Then the phone rang, and it was the TV station. The pilot had gone over like gangbusters with the national PBS network. They were ready to start filming it. I said great.

I don't remember whether I had another beer or not, but I was so excited I probably did. Then ten minutes later, Colonial Williamsburg called, saying they wanted me to start work as soon as I could. Within half an hour, I'd gone from the bottom to the top. So that's my message to your readers.

PLOWBOY: When you're feeling low, go sit in the top of a box elder?

UNDERHILL: Well, a box elder or an oak. Perhaps the message is that if you can survive a swarm of bees, things are sure to turn out right. Actually, I suppose I mean that good things happen to you when you're ready to handle them. Maybe the times before when I'd gone into the network and said, "Do I have a TV show for you!" I wasn't really ready for it. As it was, I was just barely ready for the show when it happened.

Anyway, I started building the housewright program at Williamsburg and working on the TV series at the same time. So I've spent the past five years going back and forth between centuries: the eighteenth and nineteenth centuries for my work at Williamsburg and the projects I'm demonstrating on the show, and the twentieth century when I'm dealing with publishers, TV cameras, and contracts.

PLOWBOY: How is your show put together?

UNDERHILL: I work out what I'm going to do beforehand, sometimes only the night before, since we're on a really tight schedule. I walk through the show by myself, block out the camera shots, and set the tools down where I want them. There's no script—I have what I want to say in my head—but I place the tools so that there is a natural progression. I walk from one tool to the next and hope I'll wind up in the right place, having said everything I needed to say. Then, the crew brings the cameras in and sets up everything. I run through my moves and monologue so they can line up their camera angles. Meanwhile, Geary Morton, the director, makes some adjustments and shows me which camera will be doing the close-ups.

PLOWBOY: It must be difficult to keep camera positions in mind when you're trying to explain how to build an eighteenth-century toy with hand tools.

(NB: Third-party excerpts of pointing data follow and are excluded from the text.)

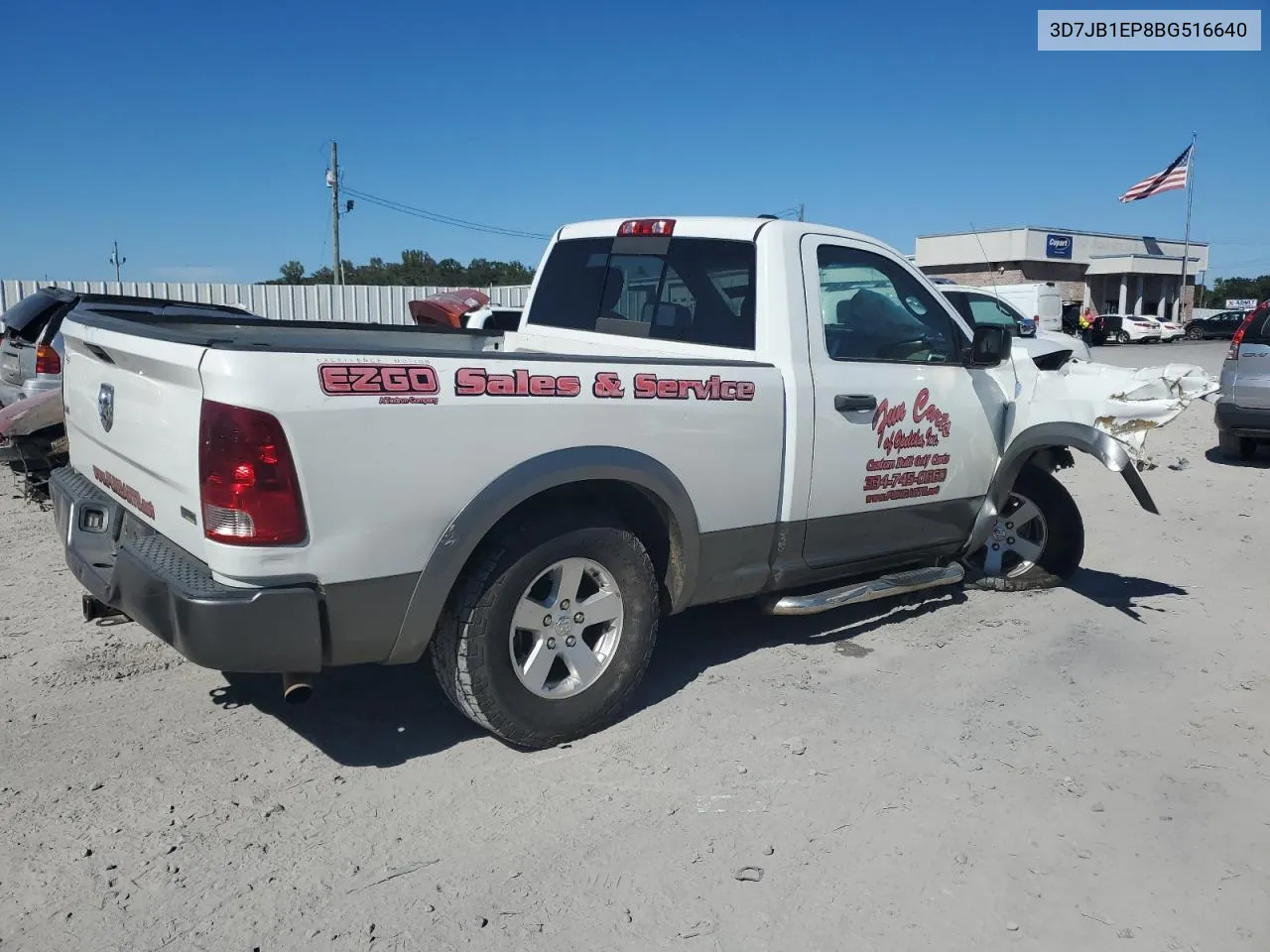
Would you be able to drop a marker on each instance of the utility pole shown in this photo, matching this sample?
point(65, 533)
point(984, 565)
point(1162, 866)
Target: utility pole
point(117, 262)
point(333, 182)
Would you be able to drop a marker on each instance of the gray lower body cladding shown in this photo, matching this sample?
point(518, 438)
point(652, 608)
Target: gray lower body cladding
point(1242, 420)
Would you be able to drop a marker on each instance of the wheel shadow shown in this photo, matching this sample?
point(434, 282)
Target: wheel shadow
point(1121, 592)
point(359, 716)
point(1260, 458)
point(701, 639)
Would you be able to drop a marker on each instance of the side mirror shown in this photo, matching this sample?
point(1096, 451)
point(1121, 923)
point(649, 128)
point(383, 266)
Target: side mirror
point(989, 347)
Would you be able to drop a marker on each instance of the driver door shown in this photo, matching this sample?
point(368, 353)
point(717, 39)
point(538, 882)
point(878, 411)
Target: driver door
point(906, 436)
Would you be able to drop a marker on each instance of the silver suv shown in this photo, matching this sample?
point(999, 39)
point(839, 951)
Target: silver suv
point(1243, 403)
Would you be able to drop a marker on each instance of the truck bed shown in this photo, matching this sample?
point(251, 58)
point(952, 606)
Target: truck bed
point(250, 333)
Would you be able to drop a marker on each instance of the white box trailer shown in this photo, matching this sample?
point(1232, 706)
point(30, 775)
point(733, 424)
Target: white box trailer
point(1042, 301)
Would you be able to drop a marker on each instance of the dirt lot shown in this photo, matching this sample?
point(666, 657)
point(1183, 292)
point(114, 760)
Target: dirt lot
point(1083, 769)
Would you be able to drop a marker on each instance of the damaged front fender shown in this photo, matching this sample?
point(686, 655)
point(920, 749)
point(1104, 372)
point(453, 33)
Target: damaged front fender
point(1035, 440)
point(1101, 411)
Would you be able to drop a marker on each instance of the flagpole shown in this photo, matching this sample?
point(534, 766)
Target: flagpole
point(1191, 189)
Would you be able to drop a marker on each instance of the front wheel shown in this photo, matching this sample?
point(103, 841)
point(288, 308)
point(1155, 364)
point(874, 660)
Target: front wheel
point(552, 633)
point(1038, 539)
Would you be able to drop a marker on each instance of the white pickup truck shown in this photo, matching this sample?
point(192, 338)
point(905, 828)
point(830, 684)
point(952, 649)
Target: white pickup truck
point(691, 411)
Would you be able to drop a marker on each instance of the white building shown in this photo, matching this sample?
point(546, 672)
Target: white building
point(1111, 273)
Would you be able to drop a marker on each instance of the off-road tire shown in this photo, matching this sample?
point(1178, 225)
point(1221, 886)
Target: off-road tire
point(1065, 547)
point(471, 654)
point(1232, 447)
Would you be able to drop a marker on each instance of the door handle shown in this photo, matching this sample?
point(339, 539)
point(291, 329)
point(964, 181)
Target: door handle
point(846, 403)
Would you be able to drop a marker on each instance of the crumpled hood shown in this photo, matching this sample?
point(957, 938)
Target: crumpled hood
point(1124, 403)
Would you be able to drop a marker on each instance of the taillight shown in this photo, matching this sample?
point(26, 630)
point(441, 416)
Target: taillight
point(48, 359)
point(657, 227)
point(1233, 353)
point(246, 479)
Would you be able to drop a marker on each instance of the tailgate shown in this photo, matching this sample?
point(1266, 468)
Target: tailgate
point(1252, 376)
point(132, 412)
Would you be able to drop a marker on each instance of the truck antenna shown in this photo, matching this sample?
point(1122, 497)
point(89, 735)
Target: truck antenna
point(992, 278)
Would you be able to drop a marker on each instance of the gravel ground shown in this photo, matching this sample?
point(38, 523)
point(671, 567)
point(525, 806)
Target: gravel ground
point(1080, 769)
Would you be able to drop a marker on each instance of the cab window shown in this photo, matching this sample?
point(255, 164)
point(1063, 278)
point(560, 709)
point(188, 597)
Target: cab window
point(874, 309)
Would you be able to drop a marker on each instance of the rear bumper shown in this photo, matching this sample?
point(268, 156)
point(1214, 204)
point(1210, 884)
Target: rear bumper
point(1242, 420)
point(131, 567)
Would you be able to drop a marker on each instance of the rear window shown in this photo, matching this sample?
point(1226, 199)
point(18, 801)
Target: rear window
point(699, 291)
point(1259, 327)
point(980, 309)
point(27, 317)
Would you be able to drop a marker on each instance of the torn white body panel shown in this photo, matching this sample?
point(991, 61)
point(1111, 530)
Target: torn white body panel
point(1123, 403)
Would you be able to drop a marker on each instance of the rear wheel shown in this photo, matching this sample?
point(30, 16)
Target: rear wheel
point(1236, 447)
point(552, 631)
point(1038, 539)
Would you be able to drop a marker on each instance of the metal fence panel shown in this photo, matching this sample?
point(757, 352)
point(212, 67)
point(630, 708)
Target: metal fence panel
point(366, 303)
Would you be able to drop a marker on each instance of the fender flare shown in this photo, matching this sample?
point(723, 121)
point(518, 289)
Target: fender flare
point(1044, 435)
point(520, 484)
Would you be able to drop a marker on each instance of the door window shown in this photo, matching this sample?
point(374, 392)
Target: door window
point(874, 309)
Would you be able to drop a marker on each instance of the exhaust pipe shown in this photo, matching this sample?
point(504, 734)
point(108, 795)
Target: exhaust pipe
point(95, 608)
point(298, 688)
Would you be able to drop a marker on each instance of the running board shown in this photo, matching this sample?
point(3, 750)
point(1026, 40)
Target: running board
point(893, 584)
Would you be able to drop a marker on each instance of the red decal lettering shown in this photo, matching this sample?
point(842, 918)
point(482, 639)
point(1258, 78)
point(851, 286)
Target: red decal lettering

UNDERHILL: It really is. Sometimes I wonder how we made it through that first year. It was just bananas! A lot of things went wrong at first. Actually, I think it's an incredible feat whenever we get a show to turn out right—to get all the equipment to work for 26 minutes and 27 seconds and, at the same time, for me not to mess up my part.

PLOWBOY: Tell us about the time you gashed your hand on the show and started bleeding all over the place.

UNDERHILL (moaning): It was one of those shows where everything was going wrong. First, let me explain that unlike most TV shows, "The Woodwright's Shop" is not edited; it's shot at one whack in its entirety. Because of our tight shooting schedule, the most takes we do is three. Sometimes when I seem kind of breathless on the show, it's because it's the third time in a row I've done it. So, if I'm going to be demonstrating with expendable materials, I bring three of each item needed. In the show you referred to, I was planning to split a log, so I came prepared with three that I felt pretty sure would split the way I wanted them to.

On the show in question, we'd already blown two takes. A microphone came off the first time we tried to tape, and something else flubbed up the next time. During those two takes, I'd already used up two of the logs I'd brought. So here I was, down to my last log. And since the equipment and crew were already set up, I couldn't say, "Well, things aren't going so hot . . . let's do it another day." That third log just had to be it.

Well, the tape was rolling and I was explaining what I was doing, while chopping away with the hatchet. I saw some blood on the hatchet and looked down. Sure enough, there was blood gushing out of my hand.